[iDC] Don Tapscott's Wikinomics: A Dismal Netology?

keith at thememorybank.co.uk keith at thememorybank.co.uk
Wed Aug 29 20:07:24 UTC 2007


Pat,

I would have replied to this one, even if you hadn't mentioned me name.

>Hoping I can contribute a few broken thoughts to this debate, which  
the reanimated magi of the Scottish Enlightenment would doubtless  
shape much better than I can...<

Come back, Adam, all is forgiven.

>My only experience of non-establishment money systems are a few LETS  
schemes in Scotland - which work well in hard-bitten social  
situations, where community solidarity can be reanimated around these  
'socially'-fuelled systems of allocation of resources, talents and  
people. I also remember that the local money systems that emerged in  
Argentina did so in the wake of extreme economic crisis. I suppose  
the general point I'm making is that it has taken a pretty large  
capitalist meltdown, or an sustained experience at its sharp end, for  
alternative money systems to seem credible.
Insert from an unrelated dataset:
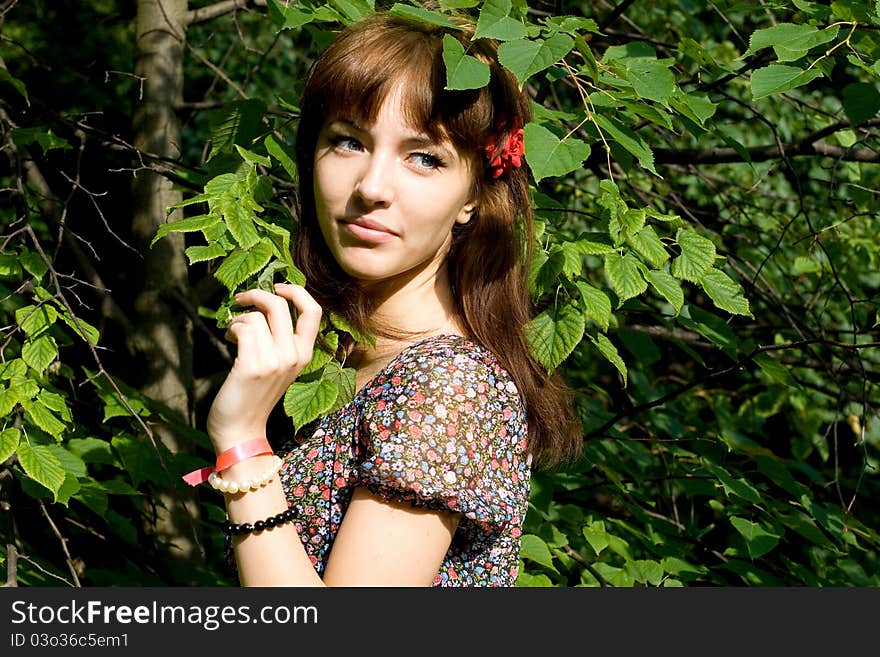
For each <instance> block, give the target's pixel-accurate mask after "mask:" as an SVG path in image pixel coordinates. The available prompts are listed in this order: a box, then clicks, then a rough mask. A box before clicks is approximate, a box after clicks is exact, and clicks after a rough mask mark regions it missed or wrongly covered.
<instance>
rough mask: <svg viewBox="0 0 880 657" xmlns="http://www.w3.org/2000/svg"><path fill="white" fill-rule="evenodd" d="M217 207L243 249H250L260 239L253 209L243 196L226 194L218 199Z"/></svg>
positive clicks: (226, 223)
Our acute and urgent  
ecological awareness of natural finitude may be able to draw a very  
thick line around the endless expansions of capitalism - and I'm then  
wondering whether the state legislators who still lay down the laws  
for capitalism's operations will realise that local money systems, or  
at least the recognition of the social dimension of currency and  
value-markers, might have a role to play in social order.<

I have summed up what I have learned about community currencies in a French
book chapter of which this is the translation:

http://www.thememorybank.co.uk/papers/common-wealth

You are not wrong about the appeal of LETS and similar cc schemes in
economically desperate circumstances. Michael Linton
(http://www.lets.net/)invented the original in the context of a slump in
British Columbia. The Argentina example is well-known, but the movement
collapsed equally rapidly. Alternative currencies have emerged mainly in
capitalist countries like Canada, Britain, Japan and France, perhaps in
more deprived areas (which is not certain), but they have not taken off in
a quarter-century of operations. It seems that, whatever their concrete
advantages in providing additional purchasing power, there is widespread
resistance to adopting them. This may be partly a question of persuading
people that their inured money habits are not inevitable. It is also
because they usually mimic the stand-alone model of nation-states and tend
to become introverted and clubby. At the very least these experiments are a
source of political education and spread ideas about non-capitalist forms
of economy, even if they have not yet offered anything like a credible
challenge to capitalism. I suspect that this is because their model of
closed local circuits of economy negates money's chief attraction -- its
ability to span our most inclusive associations and most immediate concrete
desires and obligations. It just isn't enough to float these things as
local welfare relief.

>Again, to pick up another point of Michel's, trust-based resource  
management pops up in the most interesting places, at least in the  
relatively material process of newspaper production - the Guardian  
now explicitly proclaims that its trust status is a guarantor of its  
editorial quality, freedom, and innovativeness. So the attractiveness  
of an ideal of social affect as the basis for running an enterprise,  
service or organisation - wikinomics, in Tapscott's sense - is  
already out there. I'm always wondering - and perhaps Keith Hart can  
help here - whether 'top down' is always oblivious to 'bottom up', or  
whether there might some imaginable state policy reform that could  
fecundly generate a whole range of collaborative enterprises. I'm  
thinking of the discussion around the PSP (public service provider)  
going on in Ofcom in the UK, where websites and gamemakers can bid  
for public money on the basis of providing a 'public service'; or the  
Swedish state subsidy for local newspapers, to protect press diversity.<

I like to start from Max Weber's notion of legitimation. Power works
alright as force, but it helps if you can persuade people that it is right.
There are specific social consequences of the claims that rulers make to be
rightful. If the king claims divine right, it will not do to arrange the
murder of the head of his church. Sticking with the religious analogy, the
World Bank is like the Vatican in the High Middle Ages. Even if cardinals
then were corrupt and compromised by power, the fact that the church was
Christian obliged them to go through the motions of caring for the poor.
The fact that the Bank is supposed according to its constitution to
alleviate global poverty means that there is ideological pressure to be
seen to do more than merely implement the White House's policies. This
leads the Bank to take up notions like the informal economy and social
capital which appear to address the real lives of the poor everywhere, But
of course, since it is a top-heavy western bureaucracy, it kills off
whatever initiatives it touches. The institutional desire to reach down to
the people, however, is at some level sincere, if maladroit. The same could
probably be said of Brown and the British government or even the Guardian
newspaper. It is in the nature of power of want to be right. This doesn't
mean ordinary people can influence the powerful. That was Emile Durkheim's
problem, not Weber's and the idea of a moral politics seems even less
relevant to our times than it did to his.